14.  Rhys Hoskins:  If you want to count on 30 HR, 90 RBI, and nothing else, I have few concerns about the knee a year after that brutal injury.  Hoskins found a good landing spot in Milwaukee and is a good late round CI pick at worst.

15.  Spencer Steer:  I don’t really want Steer because I am worried about his playing time.  Did you know he was in the bottom 10 defensive players in the league?  That doesn’t affect fantasy except for PT.  Which, if you’ve paid attention to the Reds offseason, is no sure thing because they have a lot of guys at the corners.  Steer could have under 500 at bats.  Positional eligibility is a plus but be aware that there’s a big playing time downside with him, and all Reds to be honest.  I’ve ranked them all lower than consensus.  (NOTE: Marte’s suspension opens up some of this PT concern and potentially bumps Steer up a tier)

16.  Nate Lowe:  Yup.  You got Nate Lowe here.  Let’s move on.

17.  Alec Bohm:  No, I’m not coming on here looking at Statcast data and all that looking for power.  You’ll draft Bohm for some average and counting stats and you’ll like it.

18.  Josh Naylor:  I go back and forth with guys like Naylor.  He has a lot of power, and a good average, but lower plate appearances than you would like.  Problem is, see, with guys like Naylor, his team doesn’t think he can hit lefties even though the stats say differently (.299 average).  Maybe it’s his Fielder-eque physique (Listed at 5-11, 250.  I’m 5-11 and that much weight would necessitate many days off if it were on me).  He could get 600 at bats though and do well.  I wouldn’t reach for Naylor but I wouldn’t recoil either.

Tier 6:  Head Cases

19 and 20:  Anthony Rizzo and Ryan Mountcastle:  If you had spliced together Rizzo’s first half with Mountcastle’s second, you have like a first round bat.  As has been documented, Rizzo had a concussion issue and was hitting over .300 before it.  I had him pegged as a guy who the shift ban would really help out and it was holding true.  Last I checked, the shift ban is still in effect so I’m still in.

Mountcastle had vertigo which I imagine made it hard to hit baseballs coming at you at a high velocity.  When the vertigo went away, he raked.  By raked, he it .322 with an OBP over .400 and 7 HR.  Wait, that’s Freddie Freeman music!  If you weren’t paying attention, he looks like a guy who was injured and just kinda meh.  I had him, though, as a key pickup in a league that I won, so I can vouch for his effectiveness.

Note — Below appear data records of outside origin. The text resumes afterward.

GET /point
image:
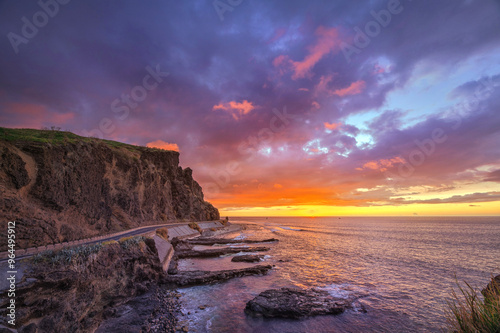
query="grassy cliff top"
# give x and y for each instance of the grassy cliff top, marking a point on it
(57, 137)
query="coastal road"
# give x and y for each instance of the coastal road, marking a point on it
(116, 236)
(4, 284)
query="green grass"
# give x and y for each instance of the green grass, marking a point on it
(56, 137)
(470, 312)
(66, 256)
(80, 254)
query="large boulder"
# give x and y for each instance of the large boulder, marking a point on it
(295, 303)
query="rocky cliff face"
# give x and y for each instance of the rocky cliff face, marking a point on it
(80, 187)
(78, 294)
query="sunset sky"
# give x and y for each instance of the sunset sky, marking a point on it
(280, 107)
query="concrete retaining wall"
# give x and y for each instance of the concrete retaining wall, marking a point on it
(165, 251)
(182, 231)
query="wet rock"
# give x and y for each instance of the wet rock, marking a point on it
(248, 258)
(216, 252)
(213, 241)
(191, 278)
(295, 303)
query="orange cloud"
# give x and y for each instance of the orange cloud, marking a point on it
(355, 88)
(237, 110)
(332, 126)
(327, 42)
(163, 145)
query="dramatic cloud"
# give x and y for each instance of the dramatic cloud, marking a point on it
(266, 107)
(327, 42)
(237, 110)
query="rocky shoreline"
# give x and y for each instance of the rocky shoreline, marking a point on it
(115, 286)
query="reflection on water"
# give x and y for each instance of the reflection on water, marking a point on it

That’s it.  I told you you get 20, and that’s all I’m blurbing about.  The rest of my articles, except for new ranks which I plan to do in June and August, won’t be as long.  Which is good or bad depending on perspective.  My perspective is that it’s good because that’s less work!

Kids to watch:

Christian Encarnacion-Strand:  CES as he’s affectionately known by those of us who don’t know how to spell it all out could be good.  I’m holding back on ranking him until I get more info on the Reds PT situation

Nolan Schanuel:  Any time a guy goes from the draft to starting you gotta pay attention

Michael Busch:  Has the runway to start in Chicago, just needs to produce

Kyle Manzardo:  Probably starts in AAA but big bat profile.  Don’t sweat his struggles last year, he had family health issues to worry about.

First Base Drafted by Round in a Mock

Round 1:  1

Round 2:  3

Round 3:  1

Round 4: 0

Round 5:  1

Round 6:  3

Round 7:  2

Round 8 and 9:  1 each

Round 10:  0

Round 11-13:  6

Should give you an idea of when you have to draft some of these bad boys.